In fact the following sequence, which slides between one’s thoughts and the others without identifying which, is the book’s most serious attempt to think through what being a telepath might entail. And it’s managed by making a connection between telepathic communication and love.
“A queer, glad thought welled up from deep inside him. It was wonderful to have found another slan at last, such a gorgeously beautiful girl.
“And such a fine-looking young man.
“Was that his thought, or hers, he wondered sleepily?
“It was mine, Jommy.
“What a rich joy it was to be able to entwine your mind with another sympathetic brain so intimately that the two streams of thought seemed one, and question and answer and all discussion included instantly all the subtle overtones that the cold medium of words could never transmit.”
And, as at this point they’re still the only two slans in the story, it’s effectively the literary device of the lovers against the world, which seeks to pull them apart.
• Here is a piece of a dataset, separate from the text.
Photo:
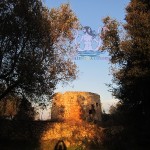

The 1968 Book Club edition seems to focus this moment, demonstrated by their tendrilled locks becoming entwined.
But almost as soon as the star-crossed lovers meet van Vogt kills one of them off. And… no spoiler at all… it’s Kathleen. He later reveals her to have only been Marvel dead, but only at the very end. In other words ’Slan’ tiptoes up to the moment boy meets girl, then freeze-frames. Twice over.
But wait! Of course this novel doesn’t have just one girl character in it. That would be a ludicrously low number. No, in fact there’s two. While Kathleen is the effective blonde of the story, anti-slan Joanna Hillory is the brunette, as sharp-witted and distrustful as Kathleen is open and loving.
’Slan’ has a production history about as tangled as the plot, you can Google-image a myriad of covers from multiple editions. Numerous are those where the artist seems to have not encumbered his vision by referring to the contents of the book. (Chris Foss, as we’ve seen, was doubtless struck by inspiration to airbrush another great big spaceship!)
And those which do bother with such a thing focus heavily on Jommy. Sometimes throwing a generic-looking woman under his protection. The Book Club edition is rare not only for showing Kathleen, but giving her equal weight. And I could find one, precisely one, which featured what could be called a pin-up girl, the Dell edition of 1953. Who is given the cover all to herself. And I’m pretty sure we can assume this gun-totin’ brunette is Joanna.
At the same time as offering a narrow range of women characters (not even a redhead), this shows something of the appeal of the novel. Dell were an early pusher of cheap paperbacks, alongside pulp magazines and comics. As the two covers suggest, they were something of a world away from Book Club editions.
In brief, then, Jommy’s quest to find his destiny mirrors the proto-teens’ to find their identity, against what they perceive as a lesser but thwarting world. There’s no real way of knowing how much van Vogt intended his readers to see themselves in slans, and ultimately it doesn’t matter. The upshot is that they did. And invented a slogan to confirm it.